The Secret Behind Why This Beloved Convenience Chain Sells So Much Coffee? Its Business Model.
Wawa's coffee is good, but it's not the real reason why the beloved convenience chain sells so much coffee. The secret? A great business model.
If you live in the Mid-Atlantic part of the country, or even as far south as Florida, you know and love Wawa. It's way better than 7-Eleven, and definitely better than Sheetz, although there are quite a few people who would debate that last point.

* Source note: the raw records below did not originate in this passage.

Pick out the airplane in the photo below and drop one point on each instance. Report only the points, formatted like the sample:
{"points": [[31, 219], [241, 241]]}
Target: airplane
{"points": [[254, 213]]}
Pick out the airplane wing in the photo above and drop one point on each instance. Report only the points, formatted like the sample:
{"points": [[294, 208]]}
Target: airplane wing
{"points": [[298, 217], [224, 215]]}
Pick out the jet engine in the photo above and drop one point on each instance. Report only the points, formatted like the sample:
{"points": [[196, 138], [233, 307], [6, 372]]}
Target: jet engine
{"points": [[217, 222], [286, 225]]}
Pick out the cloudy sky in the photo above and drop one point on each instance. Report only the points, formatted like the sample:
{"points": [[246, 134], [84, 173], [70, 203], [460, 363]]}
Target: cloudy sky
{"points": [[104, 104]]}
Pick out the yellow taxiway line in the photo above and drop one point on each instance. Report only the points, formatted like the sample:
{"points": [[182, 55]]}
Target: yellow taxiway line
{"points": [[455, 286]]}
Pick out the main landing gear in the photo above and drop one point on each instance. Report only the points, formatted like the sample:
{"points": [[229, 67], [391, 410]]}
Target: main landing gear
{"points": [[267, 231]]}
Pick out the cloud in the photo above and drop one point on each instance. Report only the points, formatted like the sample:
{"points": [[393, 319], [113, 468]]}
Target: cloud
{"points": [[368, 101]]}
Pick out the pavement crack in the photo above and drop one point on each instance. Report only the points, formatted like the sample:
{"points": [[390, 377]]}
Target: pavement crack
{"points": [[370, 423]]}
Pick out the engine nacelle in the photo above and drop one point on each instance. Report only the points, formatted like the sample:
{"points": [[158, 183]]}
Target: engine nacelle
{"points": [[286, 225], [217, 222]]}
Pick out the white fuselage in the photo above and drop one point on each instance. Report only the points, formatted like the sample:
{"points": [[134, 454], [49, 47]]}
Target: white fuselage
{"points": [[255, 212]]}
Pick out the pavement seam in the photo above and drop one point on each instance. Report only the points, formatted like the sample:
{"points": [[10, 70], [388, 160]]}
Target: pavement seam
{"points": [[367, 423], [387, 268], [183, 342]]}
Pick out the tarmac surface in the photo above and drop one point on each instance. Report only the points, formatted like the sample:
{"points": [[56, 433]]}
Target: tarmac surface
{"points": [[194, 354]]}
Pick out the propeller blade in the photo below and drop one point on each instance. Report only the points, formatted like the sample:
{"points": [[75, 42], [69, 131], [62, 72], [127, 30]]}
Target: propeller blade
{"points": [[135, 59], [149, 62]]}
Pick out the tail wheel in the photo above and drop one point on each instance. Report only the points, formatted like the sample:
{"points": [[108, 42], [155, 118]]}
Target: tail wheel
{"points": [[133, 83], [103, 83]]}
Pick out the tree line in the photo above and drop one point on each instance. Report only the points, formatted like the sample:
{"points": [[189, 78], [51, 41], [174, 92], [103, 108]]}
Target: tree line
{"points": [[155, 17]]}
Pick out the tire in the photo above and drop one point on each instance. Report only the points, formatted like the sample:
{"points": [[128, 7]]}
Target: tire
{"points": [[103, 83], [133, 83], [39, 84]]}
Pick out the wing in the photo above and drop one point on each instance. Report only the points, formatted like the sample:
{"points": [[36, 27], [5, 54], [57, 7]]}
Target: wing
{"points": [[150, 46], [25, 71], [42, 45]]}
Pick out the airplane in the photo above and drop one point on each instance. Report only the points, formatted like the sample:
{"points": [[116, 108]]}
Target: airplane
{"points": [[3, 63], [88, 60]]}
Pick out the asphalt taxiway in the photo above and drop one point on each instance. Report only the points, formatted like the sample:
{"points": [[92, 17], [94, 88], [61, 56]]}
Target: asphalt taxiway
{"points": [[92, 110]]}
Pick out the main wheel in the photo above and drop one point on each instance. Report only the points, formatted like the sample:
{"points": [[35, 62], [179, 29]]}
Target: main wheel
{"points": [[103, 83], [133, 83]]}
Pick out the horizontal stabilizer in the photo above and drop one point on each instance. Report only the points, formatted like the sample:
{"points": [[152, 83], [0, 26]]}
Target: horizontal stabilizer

Wawa is a convenience store with over 900 locations across Delaware, Maryland, New Jersey, Pennsylvania, Virginia, Washington, D.C. and Florida. It sells everything from potato chips to bandaids. At Wawa you can get hoagies, paninis and quesadillas. You can buy milk, beer, energy drinks, soups, salads and bowls. You can get fruit salad, ice cream and Tastykake Butterscotch Krimpets and if you don't know what a Butterscotch Krimpet is, then you don't know what you're missing. All of these goodies are sold at Wawa, but really everyone goes to Wawa for the coffee.
If you don't believe me, then just swing by any location between 6 a.m. and 8 a.m., and you'll see what I mean. The place is always bumping. The earlier crowd is mostly contractors and construction workers. As the morning progresses, it's the office workers, school teachers and professional types. So what kind of coffee is their favorite?
Maybe it's the French Vanilla or the Hazelnut. Or perhaps the Peanut Butter Fudge (not kidding), 100% Columbian or plain old Regular. Or Decaf. I'm sure the number crunchers at Wawa know exactly how much is being consumed. But all I know is that the coffee flows out of these self-service urns at a rate few can imagine, with bleary-eyed store employees constantly changing them out for fresh ones.
Some people say they prefer Wawa coffee over Dunkin Donuts or even (gasp!) Starbucks. It's certainly cheaper. But none of this is important. In fact, whether one type of Wawa coffee tastes better than another isn't the point of this essay. Wawa's coffee is good, but that's not the reason why the company sells so much coffee. It sells a lot of coffee because of its business model. And Wawa's business model is built on three key pillars: price, choice and control.
I've never heard anyone say that something is "expensive" at Wawa. I've heard plenty of people complain about the price of a Starbucks latte, particularly if you're unlucky enough to buy one in a hotel lobby. Wawa coffee is priced anywhere from $1.29 for the 12 oz to $1.65 for the 24 oz. Even in these inflationary times, all of its food is priced competitively. To succeed in a competitive market like this, you must find ways to keep your prices competitive. That's another topic for another time.
The key to Wawa's coffee success is, however, based on the other two pillars: choice and control. As mentioned above, there are multiple types of coffees to choose from. But it doesn't end there. Once you pour your cup, you can then choose from any number of accompaniments. I counted five types of sweeteners and various milks and creams. There's honey, cinnamon, cocoa and even lemon juice, which I'm hoping is for the tea drinkers. But basically, you can fix your coffee in any way you like.
And the key word in my last sentence is you. This brings me to the pillar of control. At Wawa, the customer is in control. We choose the prepared foods we want to buy. We punch in our orders for our sandwiches, customizing them any way we want. And when it comes to the coffee, we can make our cup exactly how we want it. We can fill it to the brim or halfway. We can add any number of goodies. We can even mix the regular French Vanilla with the Decaf Hazelnut if we so damn, please!
Even though my business is in a completely different industry, I like to use Wawa as my model. My firm doesn't sell coffee. We provide technology and financial services. But, like Wawa, I work hard to keep my rates competitive. I offer the choice of various types of services. I give my clients control over how many hours they want us to spend on projects. Price, choice, control. I realize I'm not selling coffee. But aren't most businesses the same, in the end?
So if you're running a small business or thinking of starting a small business, take my advice: visit a Wawa. Visit a few. They're all the same. Watch how they run. Notice the pricing, the choice and the control they give their customers. Do your best to emulate that. And while you're at it, try a cup of the Hazelnut. That's definitely the best cup. Now you know.